Newark & Washington Park in the 19th Century - Newark NJ
Posted by: Groundspeak Regular Member Don.Morfe
N 40° 44.550 W 074° 10.318
18T E 569909 N 4510502
This land on which the Polhemus House was located (and where the Museum is now) is part of the James Street Commons Historic District, listed in the New Jersey and National Registers of Historic Places and geographically defined by Washington Park.
Waymark Code: WM12GKR
Location: New Jersey, United States
Date Posted: 05/24/2020
Published By:Groundspeak Premium Member Alfouine
Views: 0

Newark & Washington Park in the 19th Century-
Overview
This land on which the Polhemus House was located (and where the Museum is now) is part of the James Street Commons Historic District, listed in the New Jersey and National Registers of Historic Places and geographically defined by Washington Park. The James Street Commons Historic District is significant for its association with the development of Newark from its founding in 1666 to its transformation into a vibrant industrial city in the post-Civil War period.
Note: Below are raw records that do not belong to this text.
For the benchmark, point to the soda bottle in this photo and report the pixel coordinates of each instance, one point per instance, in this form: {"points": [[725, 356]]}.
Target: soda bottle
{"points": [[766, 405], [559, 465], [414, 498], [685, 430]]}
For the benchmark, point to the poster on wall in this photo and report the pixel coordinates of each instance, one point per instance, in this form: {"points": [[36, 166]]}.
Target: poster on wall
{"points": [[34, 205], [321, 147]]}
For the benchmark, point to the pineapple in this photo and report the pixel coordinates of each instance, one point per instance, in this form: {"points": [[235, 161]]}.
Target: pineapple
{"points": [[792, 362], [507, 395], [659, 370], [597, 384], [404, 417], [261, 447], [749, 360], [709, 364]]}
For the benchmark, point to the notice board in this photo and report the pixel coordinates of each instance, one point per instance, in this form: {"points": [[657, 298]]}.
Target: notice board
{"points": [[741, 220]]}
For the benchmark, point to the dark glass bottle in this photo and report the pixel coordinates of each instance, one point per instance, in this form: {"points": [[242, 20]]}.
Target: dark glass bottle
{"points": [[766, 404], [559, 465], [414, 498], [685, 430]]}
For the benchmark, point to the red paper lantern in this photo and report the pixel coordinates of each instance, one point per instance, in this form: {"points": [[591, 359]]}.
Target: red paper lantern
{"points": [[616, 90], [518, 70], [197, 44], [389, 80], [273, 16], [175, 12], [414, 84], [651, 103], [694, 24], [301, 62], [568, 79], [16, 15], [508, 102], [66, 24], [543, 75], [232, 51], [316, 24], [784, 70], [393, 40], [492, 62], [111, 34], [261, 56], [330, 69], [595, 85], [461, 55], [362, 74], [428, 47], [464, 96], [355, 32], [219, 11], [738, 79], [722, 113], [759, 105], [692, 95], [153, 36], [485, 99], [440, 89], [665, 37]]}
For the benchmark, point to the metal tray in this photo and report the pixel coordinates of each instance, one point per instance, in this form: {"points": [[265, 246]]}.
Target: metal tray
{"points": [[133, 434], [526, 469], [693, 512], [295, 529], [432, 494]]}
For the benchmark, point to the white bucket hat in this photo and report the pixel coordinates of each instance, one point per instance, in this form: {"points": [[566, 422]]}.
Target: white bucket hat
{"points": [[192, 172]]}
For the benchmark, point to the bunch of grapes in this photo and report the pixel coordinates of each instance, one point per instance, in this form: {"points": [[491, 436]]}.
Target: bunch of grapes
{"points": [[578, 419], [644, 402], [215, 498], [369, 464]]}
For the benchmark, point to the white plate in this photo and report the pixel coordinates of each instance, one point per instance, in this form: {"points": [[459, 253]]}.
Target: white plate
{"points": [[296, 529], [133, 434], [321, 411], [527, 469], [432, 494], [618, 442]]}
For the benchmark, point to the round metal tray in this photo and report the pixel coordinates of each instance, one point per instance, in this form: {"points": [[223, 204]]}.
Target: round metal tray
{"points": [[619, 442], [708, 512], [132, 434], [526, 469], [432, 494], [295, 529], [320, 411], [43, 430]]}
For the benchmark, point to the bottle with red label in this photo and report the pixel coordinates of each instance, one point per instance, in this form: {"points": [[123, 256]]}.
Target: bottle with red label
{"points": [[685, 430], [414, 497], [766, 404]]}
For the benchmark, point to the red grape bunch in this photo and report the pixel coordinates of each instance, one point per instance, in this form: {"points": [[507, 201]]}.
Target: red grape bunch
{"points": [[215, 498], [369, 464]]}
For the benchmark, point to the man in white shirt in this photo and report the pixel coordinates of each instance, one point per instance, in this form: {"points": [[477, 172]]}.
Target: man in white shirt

The house’s period of significance began c 1863—its approximate date of completion—and ended in 1948, the year in which it was sold for commercial use and ceased being the home of the Polhemus family. It was the last remaining 19th-century townhouse on Washington Park.
The house was constructed of load-bearing brick masonry with a timber-framed roof. The primary (east) façade featured bold projecting ornament in the Italianate style. This house set the architectural tone for the affluent homes that ringed Washing Park in the 19th-century.

From Agriculture to Industry
Newark was a rural, mostly agricultural community until the 19th
century, when industry gradually took on a larger and larger role in the life of the city. By the time the incorporation of Newark in 1836, the city was teaming with leather-makers, shoemakers, hatters, politics, tin markers, tailors, blacksmiths, masons, carpenters, carriage makers, and the buildings needed to house them. The city’s waterfront location, the 1831 opening of the 102-mile Morris Canal across New Jersey linking Phillipsburg to Newark, and the establishment of the New Jersey (NJMRR) and Morris and Essex (M&E) Railroads in the 1830s accelerated mechanization and industrialization.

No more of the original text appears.